At its simplest form, robust evaluation is evaluation that has a clear and logical set of questions, an explicit evaluation framework that supports value judgments, and a transparent, defensible, analysis that is shared via a reporting process or report. So, what do robust questions, evaluation frameworks and reporting look like?
This workshop will explain what good looks like, and how these three components are each used to guide robust evaluation. It will also describe various common pitfalls and their solutions with some practical tips and tricks to help recognise and avoid them.
This will be useful for evaluators and those managing evaluations, with some prior experience. Good questions, frameworks and reporting look like:
- A concise set of evaluation questions, that includes priority questions, and some evaluative (not only descriptive) questions. Each are answered in the evaluation reporting.
- An evaluation framework that describes evaluand and its intent, and provides agreed definitions of ‘good’ or what is valued and (where applicable) references standards.
- A reporting process or report that makes explicit and defensible conclusions that are acceptable and believable and are therefore useful for decisions about proving, improving, expanding, or ceasing evaluand activities.
Good use of an evaluation framework includes using it as a lens to guide the evaluation design, to refine the evaluation throughout and to support analysis, sense-making and value judgements.
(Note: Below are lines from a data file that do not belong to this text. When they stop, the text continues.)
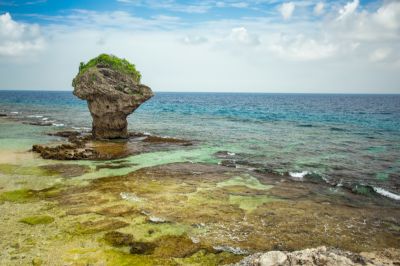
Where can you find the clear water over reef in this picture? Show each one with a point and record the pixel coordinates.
(265, 172)
(345, 139)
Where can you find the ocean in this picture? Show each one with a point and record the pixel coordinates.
(344, 140)
(243, 173)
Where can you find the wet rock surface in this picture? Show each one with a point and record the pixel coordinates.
(322, 256)
(112, 94)
(82, 146)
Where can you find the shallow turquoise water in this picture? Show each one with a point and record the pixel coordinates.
(345, 139)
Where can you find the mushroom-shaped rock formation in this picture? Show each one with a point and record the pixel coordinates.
(111, 86)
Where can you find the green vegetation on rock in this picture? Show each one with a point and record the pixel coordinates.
(38, 219)
(18, 196)
(112, 62)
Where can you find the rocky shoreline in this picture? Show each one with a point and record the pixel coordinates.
(322, 256)
(83, 146)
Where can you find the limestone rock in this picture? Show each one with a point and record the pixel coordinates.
(112, 89)
(321, 256)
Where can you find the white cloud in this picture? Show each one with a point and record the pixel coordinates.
(389, 15)
(17, 38)
(240, 35)
(287, 10)
(348, 9)
(236, 54)
(194, 40)
(303, 49)
(379, 54)
(319, 8)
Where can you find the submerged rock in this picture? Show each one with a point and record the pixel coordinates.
(38, 219)
(112, 88)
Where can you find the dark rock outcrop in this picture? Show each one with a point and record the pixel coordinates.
(112, 89)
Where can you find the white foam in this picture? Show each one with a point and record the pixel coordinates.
(155, 219)
(58, 125)
(386, 193)
(234, 250)
(298, 175)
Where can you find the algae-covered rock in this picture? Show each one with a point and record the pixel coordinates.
(112, 88)
(118, 239)
(38, 219)
(176, 246)
(17, 196)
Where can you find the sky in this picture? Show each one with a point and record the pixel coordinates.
(298, 46)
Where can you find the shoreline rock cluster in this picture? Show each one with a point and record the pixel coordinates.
(83, 146)
(322, 256)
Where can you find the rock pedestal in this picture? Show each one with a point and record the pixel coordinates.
(112, 94)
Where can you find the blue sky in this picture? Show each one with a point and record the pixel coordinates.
(257, 45)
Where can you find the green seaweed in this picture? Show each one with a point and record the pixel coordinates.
(206, 258)
(13, 169)
(382, 176)
(250, 203)
(38, 219)
(245, 180)
(17, 196)
(113, 62)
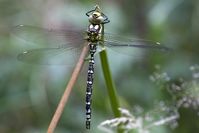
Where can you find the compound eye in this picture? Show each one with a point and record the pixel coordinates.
(96, 27)
(91, 26)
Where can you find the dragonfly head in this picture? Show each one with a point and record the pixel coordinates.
(93, 32)
(96, 16)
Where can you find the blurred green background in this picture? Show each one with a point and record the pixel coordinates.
(29, 94)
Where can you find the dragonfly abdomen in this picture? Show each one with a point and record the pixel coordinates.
(89, 87)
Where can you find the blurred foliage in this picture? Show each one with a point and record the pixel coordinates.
(29, 94)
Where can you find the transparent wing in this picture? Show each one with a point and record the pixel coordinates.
(49, 37)
(51, 56)
(129, 46)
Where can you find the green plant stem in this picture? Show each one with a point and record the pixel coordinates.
(110, 86)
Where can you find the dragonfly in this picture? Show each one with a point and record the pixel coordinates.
(94, 37)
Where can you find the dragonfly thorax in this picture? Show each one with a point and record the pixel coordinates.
(94, 32)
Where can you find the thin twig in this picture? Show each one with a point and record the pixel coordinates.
(67, 91)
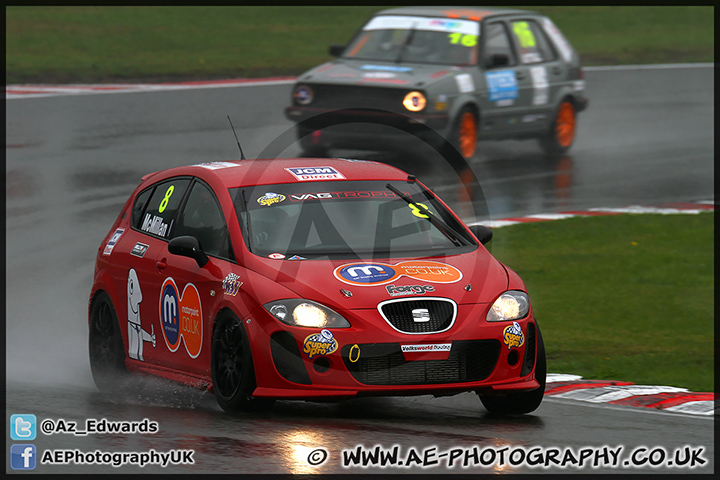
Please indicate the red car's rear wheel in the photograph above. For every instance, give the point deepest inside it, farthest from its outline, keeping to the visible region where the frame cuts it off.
(107, 353)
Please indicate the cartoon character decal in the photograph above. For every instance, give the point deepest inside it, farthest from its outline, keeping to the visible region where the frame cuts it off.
(136, 334)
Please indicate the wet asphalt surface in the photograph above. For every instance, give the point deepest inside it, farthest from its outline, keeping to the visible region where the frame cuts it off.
(646, 138)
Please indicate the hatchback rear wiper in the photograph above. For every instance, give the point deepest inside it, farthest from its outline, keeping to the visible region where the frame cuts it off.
(407, 41)
(439, 224)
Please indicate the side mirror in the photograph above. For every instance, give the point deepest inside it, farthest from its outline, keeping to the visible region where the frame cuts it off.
(498, 60)
(483, 233)
(188, 246)
(336, 50)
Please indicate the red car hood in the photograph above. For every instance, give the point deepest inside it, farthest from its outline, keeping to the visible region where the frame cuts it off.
(474, 277)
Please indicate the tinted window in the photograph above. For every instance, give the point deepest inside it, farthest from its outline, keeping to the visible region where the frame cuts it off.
(400, 38)
(163, 204)
(344, 219)
(202, 218)
(497, 42)
(533, 45)
(139, 206)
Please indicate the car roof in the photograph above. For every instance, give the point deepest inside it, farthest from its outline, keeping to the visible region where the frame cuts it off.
(470, 13)
(250, 172)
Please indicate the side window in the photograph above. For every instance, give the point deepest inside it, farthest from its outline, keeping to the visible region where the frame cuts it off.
(497, 42)
(202, 218)
(533, 44)
(139, 206)
(162, 205)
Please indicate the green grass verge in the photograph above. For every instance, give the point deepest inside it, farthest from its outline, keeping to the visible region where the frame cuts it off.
(95, 44)
(627, 297)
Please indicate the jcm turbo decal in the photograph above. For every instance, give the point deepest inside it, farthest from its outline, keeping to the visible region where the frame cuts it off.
(181, 317)
(319, 344)
(113, 240)
(379, 273)
(231, 284)
(409, 289)
(139, 249)
(315, 173)
(512, 336)
(354, 354)
(271, 198)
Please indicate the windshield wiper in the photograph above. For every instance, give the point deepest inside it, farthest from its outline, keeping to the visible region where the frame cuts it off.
(248, 232)
(444, 228)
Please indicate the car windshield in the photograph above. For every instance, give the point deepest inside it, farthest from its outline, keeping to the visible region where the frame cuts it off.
(405, 39)
(347, 219)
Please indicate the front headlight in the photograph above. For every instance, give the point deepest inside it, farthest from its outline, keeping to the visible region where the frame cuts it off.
(511, 305)
(305, 313)
(414, 101)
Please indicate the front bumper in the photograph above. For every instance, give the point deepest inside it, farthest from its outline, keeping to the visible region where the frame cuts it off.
(368, 360)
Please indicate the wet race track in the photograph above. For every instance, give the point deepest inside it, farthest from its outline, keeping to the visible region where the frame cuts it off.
(645, 139)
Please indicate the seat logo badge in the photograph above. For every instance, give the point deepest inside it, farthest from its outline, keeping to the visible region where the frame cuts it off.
(421, 315)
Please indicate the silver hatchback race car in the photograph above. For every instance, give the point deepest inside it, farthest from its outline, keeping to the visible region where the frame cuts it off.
(467, 73)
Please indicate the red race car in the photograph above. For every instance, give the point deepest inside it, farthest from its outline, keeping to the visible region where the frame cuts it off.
(308, 279)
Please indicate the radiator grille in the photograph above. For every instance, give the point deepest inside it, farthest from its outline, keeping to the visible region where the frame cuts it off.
(399, 314)
(384, 364)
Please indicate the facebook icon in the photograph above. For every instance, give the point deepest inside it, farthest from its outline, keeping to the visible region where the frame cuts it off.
(23, 457)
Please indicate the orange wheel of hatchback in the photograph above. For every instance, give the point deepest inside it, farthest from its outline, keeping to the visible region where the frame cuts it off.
(464, 135)
(561, 135)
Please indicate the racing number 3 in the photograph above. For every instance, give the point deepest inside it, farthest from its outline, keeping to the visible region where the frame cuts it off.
(166, 198)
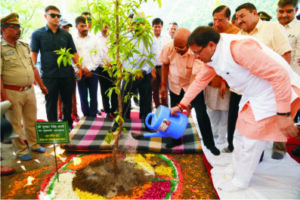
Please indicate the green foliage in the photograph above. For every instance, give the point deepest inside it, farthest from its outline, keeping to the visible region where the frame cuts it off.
(123, 41)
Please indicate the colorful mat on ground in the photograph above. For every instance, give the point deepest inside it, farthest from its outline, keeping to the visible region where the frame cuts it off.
(169, 177)
(90, 133)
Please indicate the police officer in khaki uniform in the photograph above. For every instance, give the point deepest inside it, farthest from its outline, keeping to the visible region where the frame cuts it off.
(17, 76)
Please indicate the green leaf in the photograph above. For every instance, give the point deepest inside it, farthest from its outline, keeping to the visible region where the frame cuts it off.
(125, 131)
(59, 60)
(109, 137)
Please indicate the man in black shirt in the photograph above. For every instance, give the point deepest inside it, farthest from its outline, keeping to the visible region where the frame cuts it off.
(58, 80)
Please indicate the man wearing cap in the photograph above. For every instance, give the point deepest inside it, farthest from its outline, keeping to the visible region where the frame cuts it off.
(64, 24)
(17, 75)
(159, 41)
(58, 79)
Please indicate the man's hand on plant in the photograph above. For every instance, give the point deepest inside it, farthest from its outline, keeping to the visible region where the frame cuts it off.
(287, 126)
(139, 75)
(174, 110)
(78, 75)
(163, 91)
(44, 89)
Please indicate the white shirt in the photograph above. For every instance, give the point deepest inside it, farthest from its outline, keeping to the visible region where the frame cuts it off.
(104, 48)
(89, 49)
(138, 58)
(293, 31)
(157, 46)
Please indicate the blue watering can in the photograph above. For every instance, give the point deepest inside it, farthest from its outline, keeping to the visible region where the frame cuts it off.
(165, 124)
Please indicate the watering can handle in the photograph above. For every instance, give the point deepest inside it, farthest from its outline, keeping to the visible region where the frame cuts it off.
(147, 120)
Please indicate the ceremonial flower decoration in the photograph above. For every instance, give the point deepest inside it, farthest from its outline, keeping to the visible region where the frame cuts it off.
(165, 178)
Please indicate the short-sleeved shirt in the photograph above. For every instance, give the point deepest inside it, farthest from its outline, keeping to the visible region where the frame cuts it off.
(89, 49)
(271, 34)
(293, 31)
(157, 46)
(182, 68)
(46, 42)
(16, 64)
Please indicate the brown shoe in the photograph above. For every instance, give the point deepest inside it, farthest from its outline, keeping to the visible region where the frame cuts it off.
(6, 170)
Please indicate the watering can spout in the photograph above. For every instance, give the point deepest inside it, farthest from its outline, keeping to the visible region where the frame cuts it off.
(165, 124)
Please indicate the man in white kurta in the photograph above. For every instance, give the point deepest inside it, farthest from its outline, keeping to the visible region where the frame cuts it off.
(88, 49)
(271, 96)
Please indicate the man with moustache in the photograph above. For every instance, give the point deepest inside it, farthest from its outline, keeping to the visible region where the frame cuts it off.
(286, 15)
(64, 24)
(88, 48)
(172, 29)
(271, 97)
(159, 40)
(17, 75)
(179, 68)
(271, 34)
(58, 79)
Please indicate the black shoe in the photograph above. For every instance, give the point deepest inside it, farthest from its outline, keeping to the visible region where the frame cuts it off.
(277, 156)
(114, 127)
(174, 143)
(214, 150)
(137, 136)
(296, 152)
(149, 130)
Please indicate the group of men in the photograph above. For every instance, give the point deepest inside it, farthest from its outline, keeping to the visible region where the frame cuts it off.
(262, 71)
(246, 83)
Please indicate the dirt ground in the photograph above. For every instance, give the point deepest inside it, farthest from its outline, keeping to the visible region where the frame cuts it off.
(196, 183)
(25, 182)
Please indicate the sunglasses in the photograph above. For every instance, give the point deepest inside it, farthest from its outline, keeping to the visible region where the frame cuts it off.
(14, 26)
(179, 48)
(289, 11)
(54, 15)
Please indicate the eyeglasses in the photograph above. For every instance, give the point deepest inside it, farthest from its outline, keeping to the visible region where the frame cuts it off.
(14, 26)
(289, 11)
(179, 48)
(197, 53)
(54, 15)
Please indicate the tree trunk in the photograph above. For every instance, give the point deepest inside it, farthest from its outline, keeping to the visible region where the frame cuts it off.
(119, 67)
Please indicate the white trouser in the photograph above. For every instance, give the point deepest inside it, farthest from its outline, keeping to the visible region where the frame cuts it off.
(245, 158)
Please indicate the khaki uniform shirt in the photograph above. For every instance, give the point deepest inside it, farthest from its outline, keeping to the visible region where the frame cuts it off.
(293, 31)
(16, 64)
(271, 34)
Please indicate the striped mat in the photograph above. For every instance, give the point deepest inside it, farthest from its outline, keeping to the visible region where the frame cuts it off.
(90, 133)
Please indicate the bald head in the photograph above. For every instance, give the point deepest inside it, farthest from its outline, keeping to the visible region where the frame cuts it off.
(181, 36)
(180, 40)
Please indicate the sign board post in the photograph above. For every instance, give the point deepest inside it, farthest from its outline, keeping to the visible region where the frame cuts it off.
(52, 133)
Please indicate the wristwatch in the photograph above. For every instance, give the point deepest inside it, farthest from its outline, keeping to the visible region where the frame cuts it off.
(284, 114)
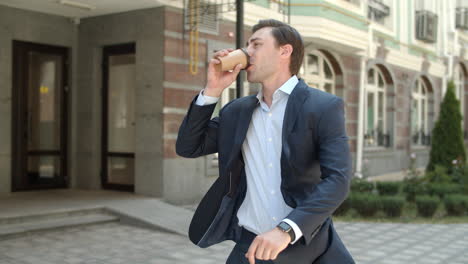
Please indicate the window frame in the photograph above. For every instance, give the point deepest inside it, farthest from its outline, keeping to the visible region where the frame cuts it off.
(421, 97)
(319, 80)
(374, 89)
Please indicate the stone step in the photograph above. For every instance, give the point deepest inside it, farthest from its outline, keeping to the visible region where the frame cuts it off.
(16, 226)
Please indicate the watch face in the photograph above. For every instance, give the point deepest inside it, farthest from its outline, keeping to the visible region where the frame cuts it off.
(284, 226)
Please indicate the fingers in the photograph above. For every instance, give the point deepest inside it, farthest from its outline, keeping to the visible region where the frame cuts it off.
(221, 53)
(251, 252)
(237, 69)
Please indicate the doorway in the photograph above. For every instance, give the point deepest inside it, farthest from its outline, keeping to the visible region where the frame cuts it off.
(118, 127)
(39, 123)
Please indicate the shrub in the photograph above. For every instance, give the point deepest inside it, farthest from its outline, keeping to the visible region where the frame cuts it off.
(366, 204)
(392, 205)
(412, 188)
(456, 205)
(361, 186)
(447, 136)
(388, 188)
(427, 205)
(344, 207)
(443, 189)
(439, 175)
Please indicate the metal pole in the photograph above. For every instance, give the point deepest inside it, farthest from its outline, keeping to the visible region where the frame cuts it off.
(240, 43)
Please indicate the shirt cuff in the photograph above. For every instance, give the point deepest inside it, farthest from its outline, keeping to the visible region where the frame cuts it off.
(206, 100)
(296, 229)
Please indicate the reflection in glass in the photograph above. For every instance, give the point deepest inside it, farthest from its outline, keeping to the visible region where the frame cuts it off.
(370, 76)
(327, 70)
(43, 111)
(312, 64)
(370, 113)
(121, 109)
(42, 167)
(120, 170)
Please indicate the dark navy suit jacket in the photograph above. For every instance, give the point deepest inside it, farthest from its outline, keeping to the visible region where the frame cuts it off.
(315, 171)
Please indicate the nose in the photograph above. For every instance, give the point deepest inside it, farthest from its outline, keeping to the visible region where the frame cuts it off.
(249, 50)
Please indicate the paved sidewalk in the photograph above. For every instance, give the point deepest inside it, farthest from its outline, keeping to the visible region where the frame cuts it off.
(113, 243)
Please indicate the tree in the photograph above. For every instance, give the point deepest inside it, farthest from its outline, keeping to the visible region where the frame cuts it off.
(447, 137)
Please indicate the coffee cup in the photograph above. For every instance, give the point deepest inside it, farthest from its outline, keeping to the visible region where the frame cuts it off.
(229, 62)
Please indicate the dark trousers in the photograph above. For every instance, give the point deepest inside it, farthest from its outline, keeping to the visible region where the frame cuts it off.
(237, 255)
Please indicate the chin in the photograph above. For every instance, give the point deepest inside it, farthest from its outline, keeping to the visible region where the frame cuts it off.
(252, 79)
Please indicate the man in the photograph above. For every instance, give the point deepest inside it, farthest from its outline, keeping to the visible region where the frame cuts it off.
(284, 160)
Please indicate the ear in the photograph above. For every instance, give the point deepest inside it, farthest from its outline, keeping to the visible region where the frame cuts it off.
(286, 50)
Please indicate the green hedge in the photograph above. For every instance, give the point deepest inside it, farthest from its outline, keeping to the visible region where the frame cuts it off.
(427, 205)
(413, 189)
(456, 204)
(442, 189)
(344, 207)
(388, 188)
(361, 186)
(366, 204)
(392, 205)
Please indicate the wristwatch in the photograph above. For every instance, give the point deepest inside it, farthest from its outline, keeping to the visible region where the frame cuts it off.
(285, 227)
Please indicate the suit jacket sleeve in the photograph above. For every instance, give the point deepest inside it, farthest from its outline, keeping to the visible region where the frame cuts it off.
(335, 166)
(197, 133)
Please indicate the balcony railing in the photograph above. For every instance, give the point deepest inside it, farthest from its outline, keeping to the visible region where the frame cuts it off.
(377, 138)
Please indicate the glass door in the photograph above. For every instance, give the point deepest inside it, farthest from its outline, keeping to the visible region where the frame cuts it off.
(39, 111)
(119, 78)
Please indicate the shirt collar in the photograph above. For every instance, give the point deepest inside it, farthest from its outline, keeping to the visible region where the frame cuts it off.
(286, 88)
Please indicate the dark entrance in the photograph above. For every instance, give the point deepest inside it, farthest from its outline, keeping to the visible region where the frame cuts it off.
(39, 120)
(118, 127)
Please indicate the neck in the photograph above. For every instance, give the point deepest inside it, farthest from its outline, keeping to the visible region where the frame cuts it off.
(271, 85)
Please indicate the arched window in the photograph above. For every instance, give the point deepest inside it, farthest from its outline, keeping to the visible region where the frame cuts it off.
(376, 131)
(420, 132)
(318, 72)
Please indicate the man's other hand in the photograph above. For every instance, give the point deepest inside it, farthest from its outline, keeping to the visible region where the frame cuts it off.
(268, 245)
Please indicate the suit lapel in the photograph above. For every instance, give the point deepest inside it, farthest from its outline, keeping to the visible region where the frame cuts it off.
(295, 101)
(243, 122)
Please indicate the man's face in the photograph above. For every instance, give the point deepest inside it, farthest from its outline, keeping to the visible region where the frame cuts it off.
(264, 56)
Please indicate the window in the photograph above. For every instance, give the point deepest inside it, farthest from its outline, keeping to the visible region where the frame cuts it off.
(379, 11)
(201, 15)
(419, 114)
(459, 80)
(376, 131)
(318, 72)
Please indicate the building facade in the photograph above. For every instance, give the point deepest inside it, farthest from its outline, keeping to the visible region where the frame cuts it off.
(94, 99)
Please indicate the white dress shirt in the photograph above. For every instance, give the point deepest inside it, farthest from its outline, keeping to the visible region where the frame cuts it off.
(264, 206)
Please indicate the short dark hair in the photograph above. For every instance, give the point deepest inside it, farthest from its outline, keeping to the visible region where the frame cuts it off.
(285, 34)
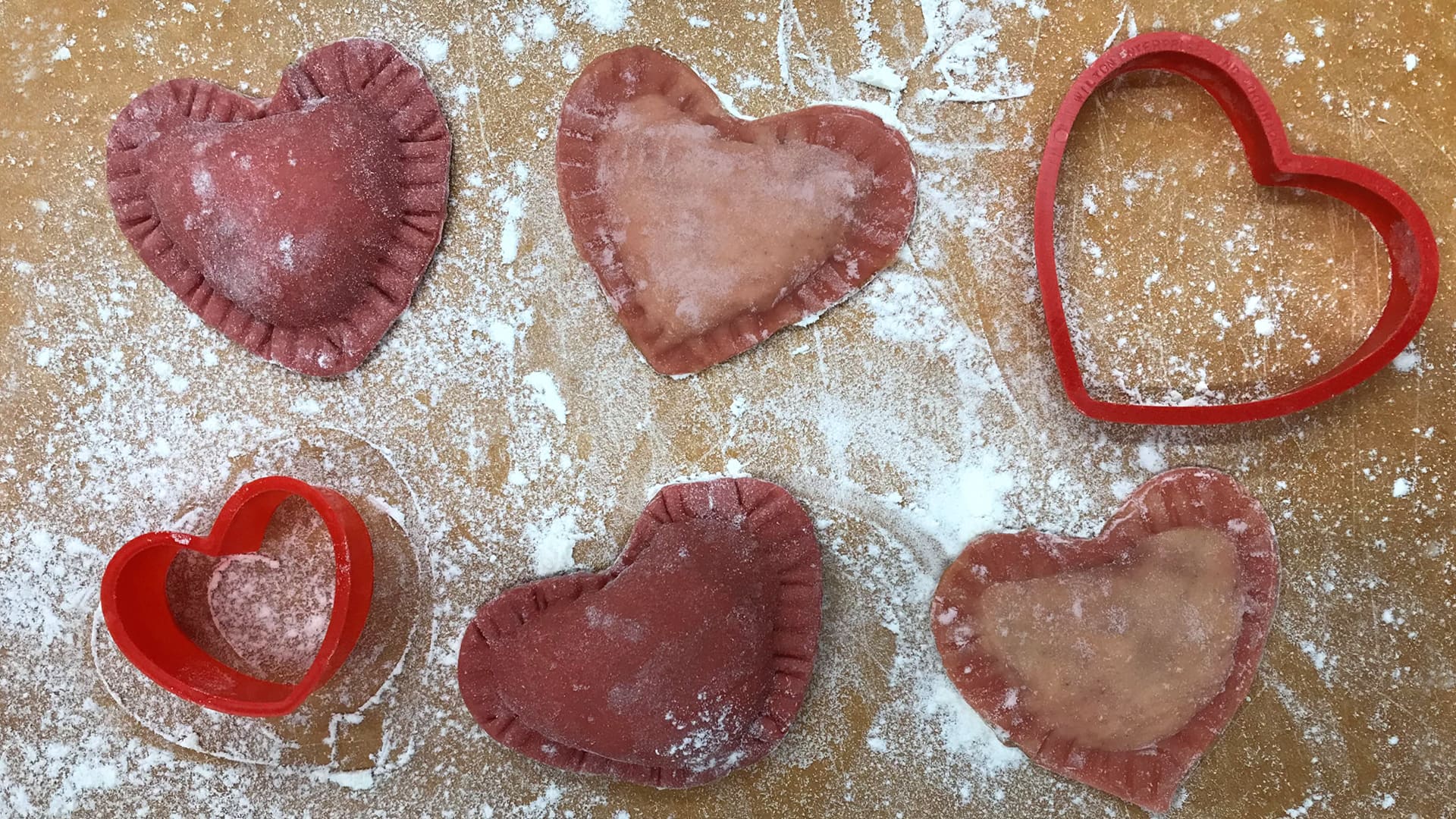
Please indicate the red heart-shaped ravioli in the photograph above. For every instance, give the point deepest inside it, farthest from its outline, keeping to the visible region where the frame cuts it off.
(683, 662)
(1119, 659)
(297, 224)
(708, 232)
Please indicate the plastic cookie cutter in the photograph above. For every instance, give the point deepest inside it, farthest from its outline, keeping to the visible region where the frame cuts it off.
(134, 604)
(1391, 210)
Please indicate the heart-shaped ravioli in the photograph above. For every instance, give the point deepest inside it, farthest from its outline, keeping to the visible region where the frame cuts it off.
(685, 661)
(710, 232)
(297, 224)
(1119, 659)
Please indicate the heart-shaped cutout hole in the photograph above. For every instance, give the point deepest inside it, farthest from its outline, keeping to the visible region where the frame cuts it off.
(143, 617)
(297, 224)
(1117, 661)
(1407, 234)
(685, 661)
(710, 232)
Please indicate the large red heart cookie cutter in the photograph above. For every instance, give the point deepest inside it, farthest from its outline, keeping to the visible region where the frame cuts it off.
(134, 602)
(685, 661)
(1391, 210)
(299, 224)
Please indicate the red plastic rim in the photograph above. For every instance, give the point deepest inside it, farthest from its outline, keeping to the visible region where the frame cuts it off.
(134, 604)
(1408, 238)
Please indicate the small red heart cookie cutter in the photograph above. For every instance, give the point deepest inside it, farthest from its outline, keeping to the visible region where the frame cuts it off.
(134, 604)
(1391, 210)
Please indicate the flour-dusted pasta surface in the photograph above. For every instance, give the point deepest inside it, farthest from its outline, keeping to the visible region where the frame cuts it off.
(506, 428)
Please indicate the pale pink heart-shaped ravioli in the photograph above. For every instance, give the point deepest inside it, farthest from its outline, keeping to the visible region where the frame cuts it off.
(297, 224)
(1117, 661)
(710, 232)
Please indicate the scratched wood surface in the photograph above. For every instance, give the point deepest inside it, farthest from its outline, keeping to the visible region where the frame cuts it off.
(120, 411)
Robust reporting is an explicit and defensible presentation of findings and judgements. Each finding is based on cohesively presented evidence. Judgements build on these, and make explicit use of the evaluation framework. A number of common pitfalls that will be described and solutions shared. Three examples are:
a) Asking too many or too vague evaluation questions.
b) Not defining ‘good’ or what is valued, even in draft form.
c) Making indefensible conclusions or judgments.